Faith and Jesus

In our series on ‘Faith’ we have considered Faith and Disobedience, Faith and Doubt, Faith and Fear, Faith and Certainty and on Sunday we will look at Faith and Jesus. Our faith is in Christ Jesus and for our faith to grow our focus needs to be on Jesus and Him alone. As the writer to the Hebrews put it, “let us run with perseverance the race that is set before us, looking to Jesus the pioneer and perfecter of our faith” Hebrews 12: 1,2

Sunday evening we have our’ Open to God’ service, an opportunity to come together to spend time in worship and praise, to enter into His presence, to wait on God and to hear His voice. We will be reflecting on one aspect of the teaching at the Church Weekend at Home. Our relationship with ‘one another’. This phrase occurs 64 times in the New Testament describing the relationship that the early followers of Jesus had with each another.


Faith is certain, sure, definite

It is a distinct aspect of Christian belief that ‘faith’ is not something which is speculative, not  based on dubious grounds or uncertain facts, but that faith is certain, sure, definite.

On Sunday morning Helen Hinds will open up one of the great passages of the New Testament and shows us, through the lives of some of the Bible’s greatest figures, what our strong convictions are based upon.

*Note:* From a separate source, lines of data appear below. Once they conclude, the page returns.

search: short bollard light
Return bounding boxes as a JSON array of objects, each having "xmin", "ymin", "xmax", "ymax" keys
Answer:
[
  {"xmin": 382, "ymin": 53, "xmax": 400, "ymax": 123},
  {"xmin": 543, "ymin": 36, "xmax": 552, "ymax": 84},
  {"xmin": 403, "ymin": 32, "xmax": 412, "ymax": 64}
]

Sunday evening we are delighted to welcome Dave Mann from Sat-7. The lives and faith of Christians living in the Middle East, often under persecution, is something which we in the West hold dear. We get to hear remarkable stories of how people come to faith and how God sustains Christians in their daily lives. SAT-7 plays a leading role in witnessing Christian faith in these contexts. Dave will show us how they are able to effectively reach people of all faiths with the Christian message.

 


Fear; faith and fear

On Sunday we will look at fear; faith and fear. It appears that these two words represent opposites, each sitting at alternate ends of a continuum: mutually exclusive. Faith the focus and lifeblood of the Christian life, while fear is the unnecessary half-life lived by those for whom faith is lacking.

Or is it quite so simple?

Contemporary living has produced higher levels of anxiety and fear than perhaps we have ever known, certainly greater than during other periods of ‘peace-time’. And this at a time when there is more emphasis on the self (dare I say ‘self-help’ even), than ever, even within the church. We live with faith and fear.

How on earth are we able to know the absence of fear which the pages of scripture describe to us? How will God free us from this paralysis ?

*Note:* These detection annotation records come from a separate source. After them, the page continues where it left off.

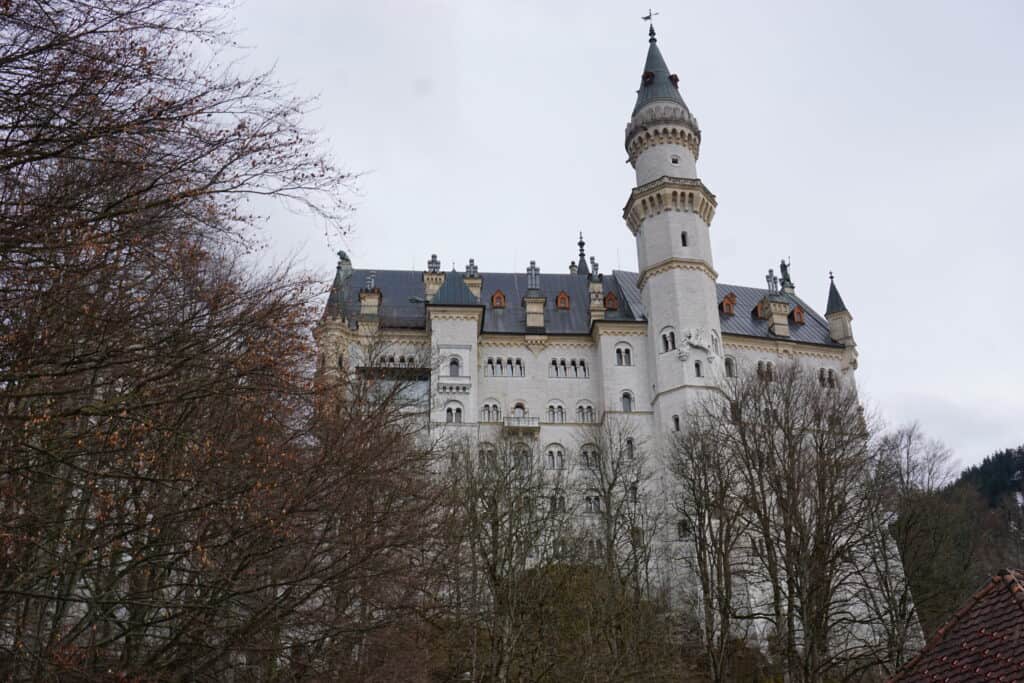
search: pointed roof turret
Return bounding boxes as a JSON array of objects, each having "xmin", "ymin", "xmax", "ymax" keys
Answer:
[
  {"xmin": 324, "ymin": 251, "xmax": 352, "ymax": 317},
  {"xmin": 633, "ymin": 26, "xmax": 697, "ymax": 129},
  {"xmin": 430, "ymin": 270, "xmax": 480, "ymax": 306},
  {"xmin": 575, "ymin": 230, "xmax": 590, "ymax": 275},
  {"xmin": 825, "ymin": 272, "xmax": 850, "ymax": 317}
]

And on Sunday evening, why not make some space in your diary to spend time in reflection as Mick leads our extended communion service at 6.30pm.

 


I believe; help my unbelief!

It is recorded in Mark 9 that a man brought his son to Jesus in order that he heal him. The child’s condition was serious (epilepsy?) and Jesus stated that all things can be done for those who believe. The response of the boy’s father has become one of the most quoted verses about faith, ‘I believe; help my unbelief!’ There is no contradiction in these words, for in us all there exists the struggle to overcome the doubts that so easily arise and hold on to the truth of faith.
On Sunday evening, the service will be led by our young people as they unpack why it is that Christians hold differing opinions on some matters of faith.


This Sunday we begin a new series on Faith

This Sunday we begin a new series on Faith. We will explore some of the many dimensions of faith, especially the challenges to faith. We begin with the story of Abraham and Sarah a model for faith oft-quoted in the scriptures who actually struggled to believe God; a struggle which led to disobedience. There are likely to be many points at which their story touches ours.

Sunday evening, on this Pentecost Sunday, we will be remembering this wonderful gift of the Holy Spirit, God’s own presence in us, and opening our lives once again to his life – in us.